The British newspaper, The Guardian, is among the most sophisticated of all news media in the digital space, so any contemplation or decision on its part deserves attention.
The news organization is now evaluating how its journalists should participate in comment threads. This shouldn't surprise anyone --- once journalists were expected to blog, it was not unexpected they'd have to engage ---- but not many outlets are that far down the road. So the Guardian's deliberations on this front will be worth studying.
The Guardian will soon unveil a new Pluck-based platform to widen the interactivity between creators and audience, and there are still many questions from the newsroom's journalists on how plucky they can be in participating, how to use those threads for news, and largely how to ensure the venerable brand is preserved.

 


Comments

benny lava

Sun, 11 May 2008 23:16:16

"it was not unexpected they'd have to engage"

At the risk of seeming like a jerk, I'll refer you to the example in my overlong comments a few posts ago. A lack of authentic engagement can be worse than not engaging at all. If the interest is in better collaborative content, then engage. I don't think big media is in this business, and will always suffer in comparison to independents and be a dollar short and a day late wrt the evolving rules of the game.

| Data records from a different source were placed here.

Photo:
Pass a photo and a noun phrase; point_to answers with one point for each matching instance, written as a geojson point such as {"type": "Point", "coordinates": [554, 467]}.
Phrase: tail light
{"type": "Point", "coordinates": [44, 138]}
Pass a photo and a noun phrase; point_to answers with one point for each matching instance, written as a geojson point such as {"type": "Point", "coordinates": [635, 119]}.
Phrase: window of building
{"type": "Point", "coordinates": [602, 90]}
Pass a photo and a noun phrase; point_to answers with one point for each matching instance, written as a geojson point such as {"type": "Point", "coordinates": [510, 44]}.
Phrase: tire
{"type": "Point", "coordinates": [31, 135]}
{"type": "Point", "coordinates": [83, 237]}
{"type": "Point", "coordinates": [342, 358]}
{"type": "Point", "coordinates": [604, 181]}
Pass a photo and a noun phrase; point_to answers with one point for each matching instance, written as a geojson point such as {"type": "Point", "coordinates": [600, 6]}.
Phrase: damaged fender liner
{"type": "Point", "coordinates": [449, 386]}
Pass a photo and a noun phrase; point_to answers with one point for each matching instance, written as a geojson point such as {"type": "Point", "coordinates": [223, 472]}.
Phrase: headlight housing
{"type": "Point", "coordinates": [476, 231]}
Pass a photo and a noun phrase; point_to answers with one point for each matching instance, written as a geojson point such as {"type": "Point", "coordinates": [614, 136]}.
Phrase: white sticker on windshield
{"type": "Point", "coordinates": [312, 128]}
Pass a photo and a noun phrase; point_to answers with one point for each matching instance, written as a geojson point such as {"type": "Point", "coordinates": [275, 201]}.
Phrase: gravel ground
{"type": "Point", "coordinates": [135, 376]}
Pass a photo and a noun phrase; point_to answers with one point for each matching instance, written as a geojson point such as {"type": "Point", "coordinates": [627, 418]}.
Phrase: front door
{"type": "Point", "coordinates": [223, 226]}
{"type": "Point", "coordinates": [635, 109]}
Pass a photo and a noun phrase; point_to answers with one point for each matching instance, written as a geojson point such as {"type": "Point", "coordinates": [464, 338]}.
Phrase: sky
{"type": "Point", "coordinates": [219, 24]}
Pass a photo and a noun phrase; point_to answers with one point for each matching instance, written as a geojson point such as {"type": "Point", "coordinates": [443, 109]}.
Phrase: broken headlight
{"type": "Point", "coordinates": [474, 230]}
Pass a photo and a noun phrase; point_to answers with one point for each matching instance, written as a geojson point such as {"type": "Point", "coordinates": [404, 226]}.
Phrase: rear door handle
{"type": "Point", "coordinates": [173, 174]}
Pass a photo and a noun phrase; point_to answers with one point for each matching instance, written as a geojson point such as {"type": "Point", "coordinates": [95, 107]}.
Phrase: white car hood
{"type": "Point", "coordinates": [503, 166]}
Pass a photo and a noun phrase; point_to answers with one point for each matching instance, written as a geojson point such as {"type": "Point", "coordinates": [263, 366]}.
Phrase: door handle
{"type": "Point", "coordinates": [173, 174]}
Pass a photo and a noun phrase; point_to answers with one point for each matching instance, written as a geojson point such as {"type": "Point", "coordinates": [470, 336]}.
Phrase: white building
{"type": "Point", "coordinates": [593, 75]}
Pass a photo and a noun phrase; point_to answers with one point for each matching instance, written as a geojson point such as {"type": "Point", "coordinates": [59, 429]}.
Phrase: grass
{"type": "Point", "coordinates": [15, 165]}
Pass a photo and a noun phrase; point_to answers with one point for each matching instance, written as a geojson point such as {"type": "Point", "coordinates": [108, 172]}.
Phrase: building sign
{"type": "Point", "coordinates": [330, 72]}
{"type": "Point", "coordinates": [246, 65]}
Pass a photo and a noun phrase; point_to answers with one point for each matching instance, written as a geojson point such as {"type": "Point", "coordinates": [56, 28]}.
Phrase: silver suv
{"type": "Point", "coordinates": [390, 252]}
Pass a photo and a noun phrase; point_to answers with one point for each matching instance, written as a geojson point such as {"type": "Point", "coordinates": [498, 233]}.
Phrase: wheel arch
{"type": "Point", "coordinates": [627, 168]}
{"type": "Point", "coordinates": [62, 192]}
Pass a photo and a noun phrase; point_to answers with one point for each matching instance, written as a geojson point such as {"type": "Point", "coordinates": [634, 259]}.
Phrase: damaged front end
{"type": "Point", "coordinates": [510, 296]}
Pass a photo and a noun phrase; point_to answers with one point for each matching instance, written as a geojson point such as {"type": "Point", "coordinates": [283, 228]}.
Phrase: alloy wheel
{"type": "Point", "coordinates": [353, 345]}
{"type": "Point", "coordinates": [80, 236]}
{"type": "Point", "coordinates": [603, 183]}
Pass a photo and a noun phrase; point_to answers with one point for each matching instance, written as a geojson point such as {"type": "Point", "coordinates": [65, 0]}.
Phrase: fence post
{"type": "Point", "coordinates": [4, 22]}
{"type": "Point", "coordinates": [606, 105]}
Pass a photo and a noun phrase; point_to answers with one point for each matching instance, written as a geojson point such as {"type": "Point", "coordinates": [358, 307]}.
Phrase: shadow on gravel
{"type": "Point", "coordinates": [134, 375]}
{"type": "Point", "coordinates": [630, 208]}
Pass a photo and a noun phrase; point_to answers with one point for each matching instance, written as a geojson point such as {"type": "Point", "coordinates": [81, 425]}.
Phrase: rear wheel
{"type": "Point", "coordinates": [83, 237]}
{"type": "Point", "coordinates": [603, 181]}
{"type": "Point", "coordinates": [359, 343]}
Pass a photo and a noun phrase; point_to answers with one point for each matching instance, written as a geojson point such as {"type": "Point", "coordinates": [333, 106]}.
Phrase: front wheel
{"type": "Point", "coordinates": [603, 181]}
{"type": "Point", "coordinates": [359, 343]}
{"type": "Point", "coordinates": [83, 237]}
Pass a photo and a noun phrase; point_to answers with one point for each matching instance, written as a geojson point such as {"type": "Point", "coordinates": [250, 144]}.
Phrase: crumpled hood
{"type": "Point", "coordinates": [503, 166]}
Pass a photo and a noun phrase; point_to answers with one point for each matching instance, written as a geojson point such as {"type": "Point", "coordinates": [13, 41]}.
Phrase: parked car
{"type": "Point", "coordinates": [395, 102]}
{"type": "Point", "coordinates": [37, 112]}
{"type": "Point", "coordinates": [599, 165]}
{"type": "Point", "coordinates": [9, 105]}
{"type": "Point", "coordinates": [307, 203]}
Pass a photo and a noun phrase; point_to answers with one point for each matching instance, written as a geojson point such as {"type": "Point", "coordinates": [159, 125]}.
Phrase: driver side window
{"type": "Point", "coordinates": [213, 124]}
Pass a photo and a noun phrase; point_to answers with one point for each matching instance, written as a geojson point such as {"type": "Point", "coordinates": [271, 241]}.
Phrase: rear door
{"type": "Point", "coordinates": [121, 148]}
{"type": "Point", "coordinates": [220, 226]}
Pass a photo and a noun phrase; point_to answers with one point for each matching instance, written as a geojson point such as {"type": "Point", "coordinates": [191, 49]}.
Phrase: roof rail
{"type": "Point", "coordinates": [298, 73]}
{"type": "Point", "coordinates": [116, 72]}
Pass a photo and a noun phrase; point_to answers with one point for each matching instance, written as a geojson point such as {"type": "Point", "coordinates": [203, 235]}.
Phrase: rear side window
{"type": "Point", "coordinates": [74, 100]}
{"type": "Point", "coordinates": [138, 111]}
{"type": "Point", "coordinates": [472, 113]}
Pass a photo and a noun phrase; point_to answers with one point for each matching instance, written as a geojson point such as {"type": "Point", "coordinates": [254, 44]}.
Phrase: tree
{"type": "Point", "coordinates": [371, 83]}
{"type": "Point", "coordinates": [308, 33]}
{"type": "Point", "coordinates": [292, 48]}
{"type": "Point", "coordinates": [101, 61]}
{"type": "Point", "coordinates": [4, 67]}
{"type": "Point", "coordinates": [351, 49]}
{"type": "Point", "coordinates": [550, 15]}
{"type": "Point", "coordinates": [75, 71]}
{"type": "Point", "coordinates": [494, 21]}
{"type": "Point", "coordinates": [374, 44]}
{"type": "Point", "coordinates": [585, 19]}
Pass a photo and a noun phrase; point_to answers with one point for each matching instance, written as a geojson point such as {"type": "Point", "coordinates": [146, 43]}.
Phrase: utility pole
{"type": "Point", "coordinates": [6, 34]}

True engagement will also mean journos and editors having to defend their stories. Good for quality and truth and all that, but a real timewaster that doesn't necessarily make money. Again, I'm not sure big media is really in this game, and dabbling brings risks to the brand (again, jerkily, my previous example). Better to pretend to be about truth and integrity than to actually have to wade into the messy business of pursuing it by mediating dialogue.

"creators and audience"

And there, I think, is the chronic misunderstanding. Commenters don't think themselves an "audience", and a media outlet (or a blogger) that treats them that way will do themselves more harm than good. They're not commenting because they want to listen, but because they want to speak.

 

Mon, 12 May 2008 09:44:05

A couple of misunderstandings here:
1. I do differentiate between creators and audience, and I put commentators in the creators category. The audience is the audience, plain and simple.
2. Engagement has to take some shape, It can't just be a free-for-all, because many journalists are expected not to weigh in with personal views in reporting. This is not a big media/little media issue at all. If anything, larger media have more time to discuss decisions, so I'd expect over the time ahead to see many more organizations opening themselves much more than they have.
3. I'd be careful about casting claims and positioning big and so-called independent media when it comes to collaboration and engagement. Culturally and financially, big media invest much more in their communities in journalism and in good works (sponsorship of events, for example). They are far more collaborative at an organizational level than meets the eye.